Title : When the Ozone layer fails to protect, Ozone oil heals: A case report on the use of topical Ozone therapy as an adjuvant in the treatment of complicated wounds
Abstract:
Wounds in diabetics tend to heal slowly and are often associated with difficult-to-treat infections that, in most cases, require surgical intervention. Inefficient protection and accidental injuries can cause ulcers that, in more severe cases, lead to the amputation of part or all of the limb. Ozone is a gas that was initially discovered as an oxidant and disinfectant in 1834 and played an important role in the treatment of amputations in soldiers during the First World War. Since then, numerous studies have evaluated the effects of ozone in the treatment of skin wounds. Topical ozone therapy is an adjuvant in the treatment of chronic wounds in diabetics due to its antimicrobial and neoangiogenesis promoting effects, increasing local irrigation, accelerating the formation of granulation tissue and reducing healing time.
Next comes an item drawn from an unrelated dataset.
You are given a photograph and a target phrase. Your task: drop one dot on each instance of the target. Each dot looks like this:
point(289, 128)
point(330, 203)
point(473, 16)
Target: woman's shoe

We describe the case of a 85-year-old female, diabetic and hypertensive, who suffered a third-degree sunburn on her right thigh during sun exposure following a fall with loss of consciousness of approximately 4-6 hours in an agricultural field. The wound presented recurrent infections and stagnation of the healing process despite prolonged dressing care and surgical debridement. Topical ozone therapy with ozonated sunflower oil was introduced as an adjuvant to conventional therapy. As such, there was a significant increase in the healing process speed, reduction of purulent exudate, rapid formation of granulation tissue, repair of a large area of the wound and pain relief. There was one episode of recurrent infection, which was treated with debridement and antibiotic therapy with good response. Complete healing occurred in approximately 90 days after the introduction of ozone therapy.